Commodities & Raw MaterialsCommodity FuturesGeopolitics & WarEnergy Markets & PricesInvestor Sentiment & Positioning
Copper Heads for First Weekly Gain Since Start of Iran War

Copper rose on Friday and is set for its first weekly gain this month as optimism grew that US efforts to resolve the Middle East conflict could prevent a global growth slowdown. President Trump delayed a deadline for Iran to strike a deal, but uncertainty over negotiation counterparts and a Pentagon consideration to send up to 10,000 additional troops keep geopolitical risk and price volatility elevated.

Analysis

Copper’s bounce is a classic risk-on reaction to perceived de-escalation, but the supply-demand map implies asymmetric outcomes. On the demand side, copper is doubly exposed to global manufacturing and Chinese restocking: a small slippage in PMI or a pause in property/EV activity can erase a material portion of near-term consumption (think low-single-digit % demand moves within 3 months). On the supply side, miners are capital-heavy and slow to respond, so price moves can amplify miners’ cash flow volatility by 2–4x versus metal moves over 6–12 months. Second-order winners include smelters and recyclers that can flex concentrate throughput quickly, and downstream wire/cable fabricators who face margin squeeze if input prices rise; losers are aluminum fabricators (substitution risk) and commodity-sensitive industrial capital goods makers. Key catalysts to watch in days-weeks are diplomatic headlines, announced troop movements and insurance/pandemic of shipping routes; over months, Chinese stimulus/auto sales and inventory re-stocking cycles drive directionality.
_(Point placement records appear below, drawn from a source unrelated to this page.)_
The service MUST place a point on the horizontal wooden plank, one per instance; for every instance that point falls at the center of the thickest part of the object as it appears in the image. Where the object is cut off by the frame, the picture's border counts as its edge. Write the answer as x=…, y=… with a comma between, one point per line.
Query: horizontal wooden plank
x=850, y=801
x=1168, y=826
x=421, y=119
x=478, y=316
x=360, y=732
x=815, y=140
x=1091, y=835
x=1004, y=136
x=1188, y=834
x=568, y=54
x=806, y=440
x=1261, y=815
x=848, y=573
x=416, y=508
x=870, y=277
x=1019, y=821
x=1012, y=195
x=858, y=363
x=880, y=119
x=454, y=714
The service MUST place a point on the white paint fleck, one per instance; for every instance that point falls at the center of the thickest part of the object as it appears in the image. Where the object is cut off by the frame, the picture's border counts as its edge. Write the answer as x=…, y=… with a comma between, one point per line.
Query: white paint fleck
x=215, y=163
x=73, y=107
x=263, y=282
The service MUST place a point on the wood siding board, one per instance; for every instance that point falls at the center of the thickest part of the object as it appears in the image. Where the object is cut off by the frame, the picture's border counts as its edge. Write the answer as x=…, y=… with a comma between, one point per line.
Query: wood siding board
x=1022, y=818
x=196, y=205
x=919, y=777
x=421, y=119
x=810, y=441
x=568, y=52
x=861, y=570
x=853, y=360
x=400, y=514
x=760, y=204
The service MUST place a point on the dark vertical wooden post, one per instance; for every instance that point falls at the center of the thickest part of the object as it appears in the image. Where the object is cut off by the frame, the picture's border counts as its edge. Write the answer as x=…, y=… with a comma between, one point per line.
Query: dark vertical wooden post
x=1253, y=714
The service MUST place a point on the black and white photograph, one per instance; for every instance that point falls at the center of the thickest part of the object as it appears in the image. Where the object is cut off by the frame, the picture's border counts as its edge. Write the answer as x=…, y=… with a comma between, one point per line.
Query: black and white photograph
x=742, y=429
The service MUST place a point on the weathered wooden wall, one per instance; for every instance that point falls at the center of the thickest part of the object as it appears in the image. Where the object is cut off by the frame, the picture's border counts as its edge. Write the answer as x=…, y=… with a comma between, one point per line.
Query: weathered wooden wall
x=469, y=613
The market consensus appears to treat the current move as a de-risking of Middle East spillover risk, underweighting the elevated odds that increasing troop footprints raise the probability of episodic escalation (maritime incidents, insurance spikes) that would compress global growth and copper demand. That makes a hedged, asymmetric approach preferable: allow for a sustained copper rally if Chinese demand re-accelerates while keeping inexpensive insurance against headline-driven downside shocks.